Я проспал ещё несколько дней, как вдруг меня вызвал на аудиенцию работник социальной службы. У него была длинная фамилия, похожая на название йогурта, типа Вим-Биль-Данн. Я пришёл в назначенное время в социаламт и отыскал нужный кабинет.
– Так-так, – пробормотал Вим-Биль-Данн, мрачно оглядывая меня. – Герр Никитин. Вы уже нашли работу?
– Нет, пока не нашёл.
– Вот как, вот как… Видите ли, до нас дошли сведения, что вы намеревались завести кота.
Кот по-немецки звучит как «катер». Да и интонация у Вим-Биль-Данна была такая, будто я втайне от государства решил приобрести катер и заняться контрабандой секс-рабынь с территории бывшего СССР через Северное море.
– Не кота. Кошку.
– Ну кошку так кошку. Вы завели её?
– Нет, не завёл.
– Вот и хорошо. Но мне придётся это проверить.
– Зачем?
– Видите ли, герр Никитин, мы платим вам социальную помощь, чтобы вам самому хватало на пропитание. Если вы заводите кошку, значит у вас появился дополнительный источник дохода. У вас появился дополнительный источник дохода?
– Нет.
Вим-Биль-Данн испытующе посмотрел на меня из-под мохнатых бровей.
– А чем вы собирались кормить кошку?
– Собственной плотью, – ответил я.
– Ага, – сказал работник социальной службы, ничуть не удивившись, и сделал себе в бумагах какую-то пометку. – Очень хорошо. Вы пока свободны. Можете идти, герр Никитин. Фидерзейн.
Я пошёл домой. По дороге у меня в голове крутилась грустная песенка:
Карьерный рост
– Эта работа слишком лёгкая для меня, – сказала девушка Лена группе немецких говновозов во главе с представителем социальной службы. – Я готова к более тяжёлой работе.
– Чем же вы занимались в России? – боязливо спросил представитель.
– Я работала в литературном журнале, – гордо сообщила Лена.
– Вау! – сказали говновозы.
– Разве это тяжелей, чем убирать говно? – спросил представитель.
Он выглядел немного растерянно.
– Нет, не тяжелей. Это ровно то же самое, – сообщила Лена. – Только в журнале ты точно знаешь, чьё говно.

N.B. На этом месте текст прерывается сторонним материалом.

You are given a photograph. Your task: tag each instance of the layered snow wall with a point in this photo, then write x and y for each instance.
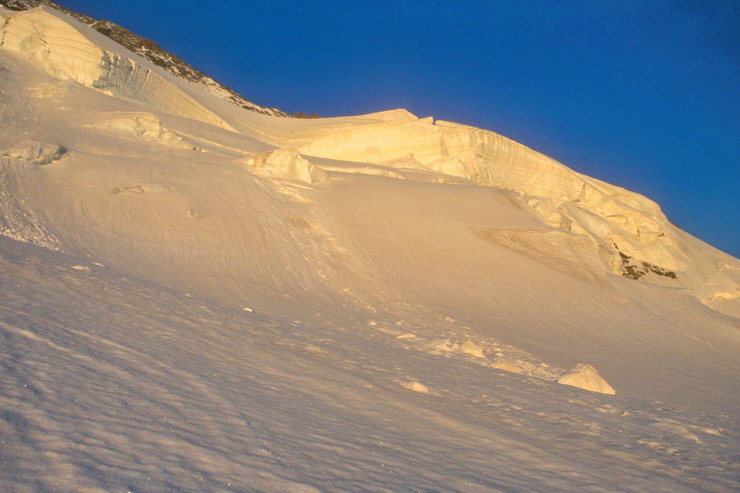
(62, 50)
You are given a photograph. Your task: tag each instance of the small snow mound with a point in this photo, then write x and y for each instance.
(35, 152)
(288, 164)
(471, 348)
(416, 387)
(143, 125)
(586, 377)
(509, 366)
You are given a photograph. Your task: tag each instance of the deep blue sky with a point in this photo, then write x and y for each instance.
(642, 94)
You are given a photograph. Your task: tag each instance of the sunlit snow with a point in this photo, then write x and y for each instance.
(199, 297)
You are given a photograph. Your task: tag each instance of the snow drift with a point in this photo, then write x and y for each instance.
(426, 266)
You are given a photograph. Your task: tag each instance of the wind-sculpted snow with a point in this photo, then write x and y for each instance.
(114, 384)
(59, 46)
(357, 303)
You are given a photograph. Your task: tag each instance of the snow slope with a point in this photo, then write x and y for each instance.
(246, 302)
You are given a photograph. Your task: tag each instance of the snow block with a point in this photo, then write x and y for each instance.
(287, 164)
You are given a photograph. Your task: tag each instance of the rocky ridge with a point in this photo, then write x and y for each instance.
(154, 53)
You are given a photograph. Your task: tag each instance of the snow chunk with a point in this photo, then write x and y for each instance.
(416, 387)
(586, 377)
(288, 164)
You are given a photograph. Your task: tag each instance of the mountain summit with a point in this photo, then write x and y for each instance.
(201, 291)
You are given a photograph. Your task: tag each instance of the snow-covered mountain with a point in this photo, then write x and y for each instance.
(376, 276)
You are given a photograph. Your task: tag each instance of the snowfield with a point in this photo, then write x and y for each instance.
(199, 297)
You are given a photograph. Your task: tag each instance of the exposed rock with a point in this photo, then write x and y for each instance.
(35, 152)
(154, 53)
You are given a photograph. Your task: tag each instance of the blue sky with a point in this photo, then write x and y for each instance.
(641, 94)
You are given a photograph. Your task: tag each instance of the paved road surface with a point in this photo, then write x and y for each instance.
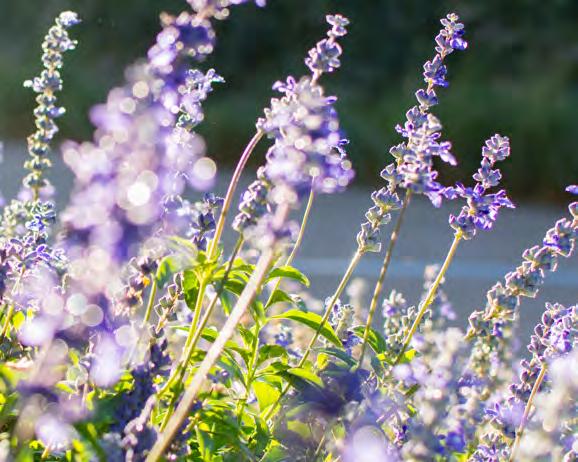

Девушка Лена не была похожа на героиню труда. Это была худенькая, маленькая девушка в больших очках на длинном носу. Представитель социальной службы запрещал себе влюбляться в неё, опасаясь подозрений в педофилии, а говновозы ухаживали вовсю.
– Когда знаешь, за кем убираешь, становится трудно каждый день общаться с этими людьми, – продолжала Лена.
– А зачем ты каждый день общалась с этими засранцами? – спросил один из говновозов, молоденький молдаван, сосланный на эту работу за тунеядство.
– Я любила то, что они делают, – вздохнула Лена, – и могла найти общий язык только с такими людьми. После работы я отправлялась на их сборища. Они были мне так же дороги, как вы, друзья.
– Зачем же вы уехали, Лена?
– Это всё Путин, – сказала Лена. – Постоянное ущемление моей свободы. Жить, писать стало невыносимо. Но это не главная причина.
Лена вздохнула и грустно добавила:
– Главная причина – невозможность карьерного роста.
Бумеранги2
Под окнами немецкой гимназии стоят теннисные столы. Однажды герр Шульце, учитель математики и муж фрау Шульце, учительницы философии… нет, я не о том говорю. Однажды в семь утра человек с белым лицом прыгнул из окна четвёртого этажа и разбил голову о теннисный стол. Он мгновенно умер, а в кармане его брюк нашли мобильный телефон, на котором была ровно одна смс-ка.
Мне показали эту смс-ку. Она написана человеком, который абсолютно не чувствует, как нужно составить фразу на немецком языке. В переводе она звучит примерно так (я не стану имитировать ломаную речь):
«Вчера связала себе шерстяные носки – они получились похожими на бумеранги. Жалко, они не прилетают утром, когда перед сном зашвыриваешь их куда-нибудь».
«Наверное, ему писала русская девушка», – подумал я и стал воображать невесть что. Русская девушка из Петербурга, она приехала в прошлом году по обмену и герр Шульце полюбил её. Теперь она вернулась назад и пишет ему смс-ки про носки. Фрау Шульце ничего не знает, она безмятежно преподаёт свою философию, все считают её наркоманкой: длинные перчатки, из-под которых ползут синие вздувшиеся вены, как у культуриста. Фрау Шульце – грустный, тощий, как вобла, человек, голос у неё высокий и унылый, вероятно, лирическое сопрано, такую женщину хочется обнять, утешить и задушить шнурком из сострадания. Теперь она осталась одна.